When Anne-Marie Baird was 15 years old, her grandfather died of cancer. The teenager from County Donegal in Northwest Ireland decided then that she wanted to go into cancer research. She studied biochemistry and molecular biology at the Dublin Institute of Technology and went on to get her Ph.D. in Lung Cancer Research from Trinity College Dublin. It was during her Ph.D studies into inflammation and lung carcinogenesis that her aunt died of lung cancer. This was the second death from lung cancer that her family experienced.
“It made it much more personal,” Baird says. “I had quite a sense of purpose going to the lab each day.”
Baird, from Devlin near Glenveigh, says personal tragedy is not her only motivation. She loves research, but understands that the work she is doing can also have a human impact. Her current post-doctoral work is studying a family of tyrosine kinase receptors in mesothelioma. With Baird’s background in inflammation and lung cancer, she was keen to return to her roots. It was for the proposal “Targeting NF-κB to re-sensitize cisplatin resistant NSCLC cells” she was awarded a 2012 International Association for the Study of Lung Cancer (IASLC) Fellowship Award.
Dr. Baird, and three other candidates representing North America, Asia and Europe, were awarded research funding for two years after competing with a global pool of applicants. Applications were evaluated by an international scientific review panel for their merit, innovation and potential impact on the management of lung cancer. The goal for IASLC is to reward scientific excellence and to encourage innovative research in lung cancer prevention and translational medicine worldwide.
“I’m absolutely excited and delighted to get such an award,” she says.
Baird’s project arises from the need to clarify the mechanisms of platinum based resistance in lung cancer. Platinum based chemotherapy forms the mainstay of lung cancer treatment; however patients that initially respond to treatment eventually develop resistance.
She will study the role of nuclear factor kappa B (NF-ҡB) in cisplatin based chemotherapy resistance using a unique NF-ҡB inhibitor called DHMEQ in a panel of cisplatin sensitive and resistant cell lines. DHMEQ was designed and synthesized by researchers at Keio University, Japan and it has been previously shown to have both anti-inflammatory and anti-tumor activity. It is hoped by clarifying mechanisms of resistance that it may be possible to restore a satisfactory response to platinum therapy.
The 2-year $80,000 grant will allow her to determine molecular profiles associated with cisplatin resistance in relation to NF-ҡB and evaluate the synergistic effects of DHMEQ and cisplatin both in vitro and in vivo.
“The impact of this research could greatly increase positive treatment outcomes for patients by increasing survival times and may provide an effective interventional strategy to aid lung cancer control and ultimately benefit lung cancer patients,” she says.
Dr. Kathy Gately, clinical scientist and lecturer at Trinity College Dublin and fellowship mentor, has worked with Baird for seven years.

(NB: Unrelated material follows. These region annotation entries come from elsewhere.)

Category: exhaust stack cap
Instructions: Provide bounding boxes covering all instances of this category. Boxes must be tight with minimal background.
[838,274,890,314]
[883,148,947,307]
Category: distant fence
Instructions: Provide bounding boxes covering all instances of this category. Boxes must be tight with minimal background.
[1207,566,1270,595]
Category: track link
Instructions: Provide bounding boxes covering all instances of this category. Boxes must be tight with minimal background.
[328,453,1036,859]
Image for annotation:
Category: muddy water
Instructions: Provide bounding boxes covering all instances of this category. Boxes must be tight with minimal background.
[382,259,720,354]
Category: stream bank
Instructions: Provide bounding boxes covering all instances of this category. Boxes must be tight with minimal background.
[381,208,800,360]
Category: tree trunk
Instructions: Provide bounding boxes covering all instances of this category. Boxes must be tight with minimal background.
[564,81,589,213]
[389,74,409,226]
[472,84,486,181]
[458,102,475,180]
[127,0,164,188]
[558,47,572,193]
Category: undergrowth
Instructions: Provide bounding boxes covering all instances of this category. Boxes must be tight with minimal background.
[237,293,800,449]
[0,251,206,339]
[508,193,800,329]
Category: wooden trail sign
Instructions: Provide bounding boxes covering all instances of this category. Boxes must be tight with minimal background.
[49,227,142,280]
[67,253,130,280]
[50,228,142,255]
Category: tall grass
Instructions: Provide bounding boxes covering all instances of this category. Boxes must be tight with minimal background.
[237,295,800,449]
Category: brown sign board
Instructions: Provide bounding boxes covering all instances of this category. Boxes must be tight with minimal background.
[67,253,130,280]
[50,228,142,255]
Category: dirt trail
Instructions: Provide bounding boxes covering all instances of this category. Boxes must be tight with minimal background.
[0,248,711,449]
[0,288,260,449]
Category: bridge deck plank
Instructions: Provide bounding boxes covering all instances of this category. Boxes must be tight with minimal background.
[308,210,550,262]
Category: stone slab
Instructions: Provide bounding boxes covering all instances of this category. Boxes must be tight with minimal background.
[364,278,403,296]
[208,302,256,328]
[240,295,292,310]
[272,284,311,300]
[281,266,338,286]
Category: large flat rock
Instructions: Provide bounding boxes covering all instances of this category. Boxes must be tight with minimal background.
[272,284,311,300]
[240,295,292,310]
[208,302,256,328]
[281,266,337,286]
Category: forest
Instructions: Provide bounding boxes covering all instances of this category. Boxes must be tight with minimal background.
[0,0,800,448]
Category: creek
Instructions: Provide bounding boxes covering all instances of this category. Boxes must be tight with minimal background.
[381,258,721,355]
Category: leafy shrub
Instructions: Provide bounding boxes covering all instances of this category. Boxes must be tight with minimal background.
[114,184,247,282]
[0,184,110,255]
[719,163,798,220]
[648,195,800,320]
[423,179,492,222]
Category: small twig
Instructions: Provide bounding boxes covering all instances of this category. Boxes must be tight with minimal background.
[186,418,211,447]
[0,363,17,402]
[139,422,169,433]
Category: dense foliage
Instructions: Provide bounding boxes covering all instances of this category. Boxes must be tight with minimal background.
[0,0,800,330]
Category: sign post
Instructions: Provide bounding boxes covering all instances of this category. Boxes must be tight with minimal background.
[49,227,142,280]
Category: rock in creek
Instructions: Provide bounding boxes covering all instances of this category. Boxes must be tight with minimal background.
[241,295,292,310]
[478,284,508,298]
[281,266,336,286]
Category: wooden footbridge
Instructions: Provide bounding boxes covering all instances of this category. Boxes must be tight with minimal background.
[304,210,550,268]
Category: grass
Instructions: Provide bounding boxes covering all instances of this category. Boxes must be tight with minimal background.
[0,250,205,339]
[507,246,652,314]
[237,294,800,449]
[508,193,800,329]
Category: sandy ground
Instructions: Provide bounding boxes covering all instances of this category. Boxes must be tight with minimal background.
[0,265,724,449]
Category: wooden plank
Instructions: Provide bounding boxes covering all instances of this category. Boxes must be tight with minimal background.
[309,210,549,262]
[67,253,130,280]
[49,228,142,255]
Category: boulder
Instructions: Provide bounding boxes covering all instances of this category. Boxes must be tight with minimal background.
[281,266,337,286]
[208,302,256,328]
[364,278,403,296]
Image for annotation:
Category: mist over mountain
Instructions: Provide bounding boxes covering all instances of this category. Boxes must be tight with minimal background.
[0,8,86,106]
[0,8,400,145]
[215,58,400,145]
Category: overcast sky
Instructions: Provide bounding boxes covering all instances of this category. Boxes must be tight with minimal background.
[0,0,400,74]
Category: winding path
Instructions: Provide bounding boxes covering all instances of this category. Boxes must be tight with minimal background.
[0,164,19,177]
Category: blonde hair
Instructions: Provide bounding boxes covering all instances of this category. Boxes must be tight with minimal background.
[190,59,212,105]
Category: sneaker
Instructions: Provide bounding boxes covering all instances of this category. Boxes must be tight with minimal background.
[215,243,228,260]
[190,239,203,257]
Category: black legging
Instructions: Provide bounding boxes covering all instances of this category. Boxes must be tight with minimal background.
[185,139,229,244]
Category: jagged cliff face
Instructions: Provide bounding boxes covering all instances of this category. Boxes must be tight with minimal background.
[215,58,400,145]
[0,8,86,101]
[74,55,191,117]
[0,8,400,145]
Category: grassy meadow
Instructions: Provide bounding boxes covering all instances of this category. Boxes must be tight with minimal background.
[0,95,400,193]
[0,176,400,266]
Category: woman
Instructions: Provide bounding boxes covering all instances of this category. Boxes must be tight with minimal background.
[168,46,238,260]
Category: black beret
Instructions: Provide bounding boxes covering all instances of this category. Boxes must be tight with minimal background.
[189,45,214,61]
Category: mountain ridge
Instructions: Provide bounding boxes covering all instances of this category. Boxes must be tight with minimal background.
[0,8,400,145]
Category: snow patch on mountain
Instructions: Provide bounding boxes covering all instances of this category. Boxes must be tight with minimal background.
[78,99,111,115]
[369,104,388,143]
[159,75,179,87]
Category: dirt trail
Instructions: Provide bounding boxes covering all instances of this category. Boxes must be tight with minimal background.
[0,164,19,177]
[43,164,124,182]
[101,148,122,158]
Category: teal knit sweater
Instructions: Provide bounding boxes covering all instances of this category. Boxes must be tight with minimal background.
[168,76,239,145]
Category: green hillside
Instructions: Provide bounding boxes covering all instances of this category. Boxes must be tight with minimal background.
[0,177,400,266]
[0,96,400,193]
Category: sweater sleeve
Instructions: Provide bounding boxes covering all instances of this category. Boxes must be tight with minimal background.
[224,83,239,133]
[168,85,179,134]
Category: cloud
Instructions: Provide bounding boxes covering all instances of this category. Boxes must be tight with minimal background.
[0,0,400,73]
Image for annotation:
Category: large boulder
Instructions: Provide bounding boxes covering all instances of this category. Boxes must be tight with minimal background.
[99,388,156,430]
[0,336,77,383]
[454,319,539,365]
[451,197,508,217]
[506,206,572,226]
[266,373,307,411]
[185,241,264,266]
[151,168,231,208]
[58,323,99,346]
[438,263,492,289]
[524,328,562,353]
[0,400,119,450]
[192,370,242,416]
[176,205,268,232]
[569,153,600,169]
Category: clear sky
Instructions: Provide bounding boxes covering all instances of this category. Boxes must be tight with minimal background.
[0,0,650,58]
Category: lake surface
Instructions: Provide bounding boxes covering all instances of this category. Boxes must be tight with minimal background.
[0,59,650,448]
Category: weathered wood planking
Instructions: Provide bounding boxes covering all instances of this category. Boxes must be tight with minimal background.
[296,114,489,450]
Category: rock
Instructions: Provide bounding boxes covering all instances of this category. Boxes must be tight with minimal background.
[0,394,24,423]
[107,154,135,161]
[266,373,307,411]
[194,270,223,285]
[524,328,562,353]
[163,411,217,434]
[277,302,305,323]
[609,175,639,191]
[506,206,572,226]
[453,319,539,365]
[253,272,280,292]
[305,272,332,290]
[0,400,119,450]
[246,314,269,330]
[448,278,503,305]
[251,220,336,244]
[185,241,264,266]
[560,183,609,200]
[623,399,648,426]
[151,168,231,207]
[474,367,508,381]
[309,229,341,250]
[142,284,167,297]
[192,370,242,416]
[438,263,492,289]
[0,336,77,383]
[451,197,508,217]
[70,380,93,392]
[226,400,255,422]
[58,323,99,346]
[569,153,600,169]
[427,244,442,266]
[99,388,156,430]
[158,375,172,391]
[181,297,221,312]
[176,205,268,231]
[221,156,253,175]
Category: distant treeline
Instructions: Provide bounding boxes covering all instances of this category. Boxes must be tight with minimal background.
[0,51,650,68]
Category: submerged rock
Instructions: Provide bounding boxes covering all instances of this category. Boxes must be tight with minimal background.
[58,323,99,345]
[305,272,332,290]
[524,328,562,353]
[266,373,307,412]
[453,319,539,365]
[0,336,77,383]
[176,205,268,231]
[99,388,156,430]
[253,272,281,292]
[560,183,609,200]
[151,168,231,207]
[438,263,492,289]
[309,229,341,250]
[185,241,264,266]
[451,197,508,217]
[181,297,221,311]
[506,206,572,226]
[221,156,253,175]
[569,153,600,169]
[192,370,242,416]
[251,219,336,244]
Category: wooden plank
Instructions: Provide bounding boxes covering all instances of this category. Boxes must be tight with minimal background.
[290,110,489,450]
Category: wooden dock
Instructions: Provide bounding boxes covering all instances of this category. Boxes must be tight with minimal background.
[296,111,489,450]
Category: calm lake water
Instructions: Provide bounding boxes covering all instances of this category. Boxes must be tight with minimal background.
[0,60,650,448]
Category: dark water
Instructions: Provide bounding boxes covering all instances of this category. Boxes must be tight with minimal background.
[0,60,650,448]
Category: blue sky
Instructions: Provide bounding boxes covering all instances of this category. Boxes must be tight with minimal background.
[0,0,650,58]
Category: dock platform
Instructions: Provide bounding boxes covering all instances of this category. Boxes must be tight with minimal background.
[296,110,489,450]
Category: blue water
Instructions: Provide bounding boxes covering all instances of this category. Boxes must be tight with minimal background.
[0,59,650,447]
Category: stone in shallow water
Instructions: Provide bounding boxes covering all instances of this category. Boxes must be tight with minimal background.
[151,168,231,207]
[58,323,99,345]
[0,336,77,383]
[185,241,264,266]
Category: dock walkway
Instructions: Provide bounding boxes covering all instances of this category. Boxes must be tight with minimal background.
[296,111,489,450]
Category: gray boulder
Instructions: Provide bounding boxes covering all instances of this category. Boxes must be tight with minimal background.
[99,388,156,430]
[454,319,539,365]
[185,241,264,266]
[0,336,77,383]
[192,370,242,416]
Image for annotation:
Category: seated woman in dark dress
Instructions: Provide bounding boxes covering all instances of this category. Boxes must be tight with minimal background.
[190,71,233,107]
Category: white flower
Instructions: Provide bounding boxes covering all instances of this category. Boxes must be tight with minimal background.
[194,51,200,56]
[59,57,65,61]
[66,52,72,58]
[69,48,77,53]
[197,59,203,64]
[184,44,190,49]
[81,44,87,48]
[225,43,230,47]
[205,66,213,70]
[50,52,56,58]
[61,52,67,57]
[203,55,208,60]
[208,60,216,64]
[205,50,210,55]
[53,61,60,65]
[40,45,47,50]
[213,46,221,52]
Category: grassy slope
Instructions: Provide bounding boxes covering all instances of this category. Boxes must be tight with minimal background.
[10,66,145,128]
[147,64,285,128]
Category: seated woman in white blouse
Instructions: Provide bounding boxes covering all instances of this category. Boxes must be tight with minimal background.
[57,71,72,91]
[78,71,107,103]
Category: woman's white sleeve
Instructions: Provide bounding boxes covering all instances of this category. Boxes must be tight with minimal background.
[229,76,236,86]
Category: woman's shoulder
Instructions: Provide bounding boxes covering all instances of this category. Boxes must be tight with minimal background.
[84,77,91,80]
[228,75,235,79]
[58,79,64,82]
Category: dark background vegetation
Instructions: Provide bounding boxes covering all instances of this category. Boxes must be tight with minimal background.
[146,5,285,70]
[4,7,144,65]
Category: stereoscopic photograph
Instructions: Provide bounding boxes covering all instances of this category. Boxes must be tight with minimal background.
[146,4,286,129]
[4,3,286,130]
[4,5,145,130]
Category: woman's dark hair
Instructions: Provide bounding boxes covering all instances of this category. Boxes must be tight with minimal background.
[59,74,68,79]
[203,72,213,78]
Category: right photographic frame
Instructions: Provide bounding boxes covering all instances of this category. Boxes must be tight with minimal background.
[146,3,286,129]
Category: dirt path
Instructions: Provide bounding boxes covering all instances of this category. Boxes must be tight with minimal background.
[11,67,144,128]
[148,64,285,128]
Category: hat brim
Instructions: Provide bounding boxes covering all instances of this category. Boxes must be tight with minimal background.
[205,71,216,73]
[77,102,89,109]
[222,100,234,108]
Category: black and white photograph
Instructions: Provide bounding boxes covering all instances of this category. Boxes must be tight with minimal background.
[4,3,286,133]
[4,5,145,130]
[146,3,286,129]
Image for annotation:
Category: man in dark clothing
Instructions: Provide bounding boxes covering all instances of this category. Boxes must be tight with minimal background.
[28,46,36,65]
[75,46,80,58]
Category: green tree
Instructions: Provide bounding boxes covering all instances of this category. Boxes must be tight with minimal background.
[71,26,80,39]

“I have witnessed Dr. Baird’s motivation, enthusiasm and steadfast dedication to her research. Her hard work and determination has allowed her to achieve her goals and become a confident and successful researcher,” Gately says. “I am confident she will achieve all the goals set out in the project proposal and more.”
Baird says she’s looking forward to the research and raising awareness about lung cancer.
“In Ireland, people are shocked when you tell them that lung cancer kills more people than any other cancer type, including breast and prostate, so I also hope to create better awareness.”
Given her enthusiasm, she surely will.